Archive for July, 2020

Making Tax Digital – getting prepared

Thursday, July 30th, 2020

We have been waiting for some time for government to announce an extension to its Making Tax Digital (MTD) program; this they did last week.

What is MTD?

HMRC are keen to digitise the collection of information to calculate your tax liabilities. At present they are reliant on you submitting a variety of tax returns to do this.

MTD means that they will require you to link your data, your accounts information, directly with HMRC’s personal tax account in your name if you are an individual or your company’s tax account if incorporated.

Essentially, your VAT records and other accounts data will be summarised by your accounts software and sent to HMRC electronically once a quarter.
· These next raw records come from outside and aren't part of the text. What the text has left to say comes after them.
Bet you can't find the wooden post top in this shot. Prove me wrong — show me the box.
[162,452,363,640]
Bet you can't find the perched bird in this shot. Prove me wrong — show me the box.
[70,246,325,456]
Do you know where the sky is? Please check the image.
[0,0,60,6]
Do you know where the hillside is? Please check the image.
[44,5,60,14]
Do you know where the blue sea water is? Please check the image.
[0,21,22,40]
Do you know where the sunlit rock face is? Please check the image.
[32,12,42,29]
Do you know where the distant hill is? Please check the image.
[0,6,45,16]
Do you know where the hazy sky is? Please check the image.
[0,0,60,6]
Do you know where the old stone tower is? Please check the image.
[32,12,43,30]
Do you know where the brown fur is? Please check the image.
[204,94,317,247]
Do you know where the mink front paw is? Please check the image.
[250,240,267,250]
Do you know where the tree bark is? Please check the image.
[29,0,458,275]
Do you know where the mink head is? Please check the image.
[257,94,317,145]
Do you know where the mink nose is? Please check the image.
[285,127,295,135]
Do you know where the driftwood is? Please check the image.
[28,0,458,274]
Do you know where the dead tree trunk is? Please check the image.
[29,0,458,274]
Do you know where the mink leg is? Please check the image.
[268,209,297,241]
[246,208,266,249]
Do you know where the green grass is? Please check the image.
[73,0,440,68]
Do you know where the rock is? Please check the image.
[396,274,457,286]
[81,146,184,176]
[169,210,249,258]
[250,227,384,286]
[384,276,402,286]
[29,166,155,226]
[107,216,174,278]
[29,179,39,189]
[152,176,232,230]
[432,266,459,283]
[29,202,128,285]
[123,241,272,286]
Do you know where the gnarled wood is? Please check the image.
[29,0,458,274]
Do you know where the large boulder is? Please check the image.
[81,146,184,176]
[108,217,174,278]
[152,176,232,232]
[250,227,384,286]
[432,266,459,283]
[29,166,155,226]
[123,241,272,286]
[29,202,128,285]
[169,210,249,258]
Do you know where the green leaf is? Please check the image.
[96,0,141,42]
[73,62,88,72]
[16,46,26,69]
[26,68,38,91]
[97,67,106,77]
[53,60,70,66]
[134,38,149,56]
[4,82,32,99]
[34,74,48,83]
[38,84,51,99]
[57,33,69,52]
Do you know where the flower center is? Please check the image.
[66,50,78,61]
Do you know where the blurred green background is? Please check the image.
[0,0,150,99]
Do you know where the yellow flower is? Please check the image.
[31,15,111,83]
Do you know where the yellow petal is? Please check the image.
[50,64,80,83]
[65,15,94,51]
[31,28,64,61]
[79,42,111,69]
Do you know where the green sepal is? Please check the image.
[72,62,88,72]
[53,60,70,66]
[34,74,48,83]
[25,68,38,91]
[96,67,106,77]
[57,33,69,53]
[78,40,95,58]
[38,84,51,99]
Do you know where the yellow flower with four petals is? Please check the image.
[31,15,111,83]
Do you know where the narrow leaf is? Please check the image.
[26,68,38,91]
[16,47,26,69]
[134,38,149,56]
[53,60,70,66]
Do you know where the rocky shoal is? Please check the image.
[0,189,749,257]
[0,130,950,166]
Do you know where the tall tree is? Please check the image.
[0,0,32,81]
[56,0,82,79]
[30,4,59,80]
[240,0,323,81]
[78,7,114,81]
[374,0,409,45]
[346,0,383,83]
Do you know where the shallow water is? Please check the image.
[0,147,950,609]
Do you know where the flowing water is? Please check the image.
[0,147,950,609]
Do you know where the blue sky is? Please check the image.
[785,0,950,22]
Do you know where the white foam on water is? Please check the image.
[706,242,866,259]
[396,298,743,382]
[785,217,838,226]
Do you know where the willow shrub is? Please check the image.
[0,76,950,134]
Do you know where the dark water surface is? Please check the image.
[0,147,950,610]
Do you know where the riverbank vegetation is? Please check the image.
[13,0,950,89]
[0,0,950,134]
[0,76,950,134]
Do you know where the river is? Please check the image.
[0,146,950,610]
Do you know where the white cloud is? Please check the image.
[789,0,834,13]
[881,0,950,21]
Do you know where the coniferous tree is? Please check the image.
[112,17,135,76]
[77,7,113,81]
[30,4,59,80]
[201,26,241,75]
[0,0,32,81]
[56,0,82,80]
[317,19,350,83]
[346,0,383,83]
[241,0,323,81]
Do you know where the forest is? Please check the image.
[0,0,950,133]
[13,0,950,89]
In this way HMRC will build a picture of your current trading position and eventually, you will not need to file an annual tax return.

MTD and VAT

Presently, the majority of VAT registered traders with turnover above £85,000 (the present VAT registration threshold) are filing their returns using MTD approved software. From April 2022, this requirement will be extended to include all VAT registered businesses with turnover below the £85,000 threshold.

MTD and income tax

From April 2023, the accounting data of the self-employed and property letting businesses will need use MTD compliant software and file quarterly updates to HMRC. Initially, this will apply to those with business or property income in excess of £10,000 a year.

Many property letting businesses and smaller self-employed traders are used to preparing figures manually for their annual tax return. From April 2023, these traders will need to invest in converting to an approved electronic record keeping process.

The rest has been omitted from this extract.